Dr. Haoning Xi
Lecturer (Assistant Professor)
The University of Newcastle
My research lies at the intersection of Engineering and Business, utilizing my expertise in Data Analytics to transform mobility services. Focusing on Shared Mobility, Mobility-as-a-Service (MaaS), and Public Transport, my research aims to enhance these systems through innovative data-driven approaches. My core expertise includes Data Analytics, Business Intelligence, Operations Research, Statistics, Algorithm Design, Game Theory, Data Mining, Machine Learning, and Deep Learning.
Shared Mobility and Mobility-as-a-Service
My research aims to revolutionize traditional mobility services by integrating data analytics and advanced algorithms. By examining millions of smart card transactions from buses, ferries, trams, and trains, my research uncovers valuable insights into user travel behaviors and preferences. This understanding allows for the development of personalized weekly and monthly subscription bundles, combining various transport services with additional non-mobility options such as restaurant coupons, fitness memberships, and more. This approach seeks to enhance accessibility, customization, and overall user satisfaction.

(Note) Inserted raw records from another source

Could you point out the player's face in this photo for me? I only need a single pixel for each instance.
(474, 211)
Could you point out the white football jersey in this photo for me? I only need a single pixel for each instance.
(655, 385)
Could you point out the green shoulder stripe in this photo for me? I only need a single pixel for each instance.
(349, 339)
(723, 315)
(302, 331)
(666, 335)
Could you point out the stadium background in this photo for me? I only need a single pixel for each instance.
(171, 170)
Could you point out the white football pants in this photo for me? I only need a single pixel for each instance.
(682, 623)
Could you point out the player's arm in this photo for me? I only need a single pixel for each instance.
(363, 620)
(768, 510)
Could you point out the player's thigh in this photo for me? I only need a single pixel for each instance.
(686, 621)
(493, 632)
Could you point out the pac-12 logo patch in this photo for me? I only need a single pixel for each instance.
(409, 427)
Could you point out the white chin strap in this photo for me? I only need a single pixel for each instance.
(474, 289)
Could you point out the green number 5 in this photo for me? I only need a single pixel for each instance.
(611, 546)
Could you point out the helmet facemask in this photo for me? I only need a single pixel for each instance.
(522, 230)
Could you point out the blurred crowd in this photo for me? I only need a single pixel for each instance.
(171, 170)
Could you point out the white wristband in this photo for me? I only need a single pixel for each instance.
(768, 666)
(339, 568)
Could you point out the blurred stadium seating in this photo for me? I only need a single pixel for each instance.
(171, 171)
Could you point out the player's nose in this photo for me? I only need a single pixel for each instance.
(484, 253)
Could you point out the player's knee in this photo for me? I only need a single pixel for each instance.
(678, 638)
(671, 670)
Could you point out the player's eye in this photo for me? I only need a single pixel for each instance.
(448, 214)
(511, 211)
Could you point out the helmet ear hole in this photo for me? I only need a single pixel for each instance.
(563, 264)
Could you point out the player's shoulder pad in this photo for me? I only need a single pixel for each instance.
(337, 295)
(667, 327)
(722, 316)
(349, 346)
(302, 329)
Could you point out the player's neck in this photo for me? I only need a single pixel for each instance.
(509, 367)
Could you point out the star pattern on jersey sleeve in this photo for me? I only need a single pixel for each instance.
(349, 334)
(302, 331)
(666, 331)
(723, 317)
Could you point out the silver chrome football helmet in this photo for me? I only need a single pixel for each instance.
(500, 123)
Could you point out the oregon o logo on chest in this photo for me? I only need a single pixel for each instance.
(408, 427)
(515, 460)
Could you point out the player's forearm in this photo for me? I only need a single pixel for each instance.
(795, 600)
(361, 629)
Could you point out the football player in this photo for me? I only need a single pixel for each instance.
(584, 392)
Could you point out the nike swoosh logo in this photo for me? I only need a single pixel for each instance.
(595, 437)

Predictive Analysis and Intelligent Decision Making
By leveraging sophisticated AI and Machine Learning algorithms, my research focuses on predictive analysis to forecast peak travel times, potential bottlenecks, and service disruptions. This capability enables transport authorities to implement proactive measures, ensuring uninterrupted services and optimized operational efficiency. The insights derived from predictive analysis inform intelligent decision-making for transport scheduling, route optimization, and infrastructure investments. Real-time data and advanced algorithms allow mobility systems to dynamically adjust service schedules and resource allocations, achieving a balance between service availability and operational efficiency.
Data-Driven Optimization
Data-driven optimization, such as “smart predict-then-optimize” and “end-to end predict-then-optimize” models are central to my research. By continuously analyzing and applying data insights, transport services can be dynamically optimized to improve operational performance and user experiences.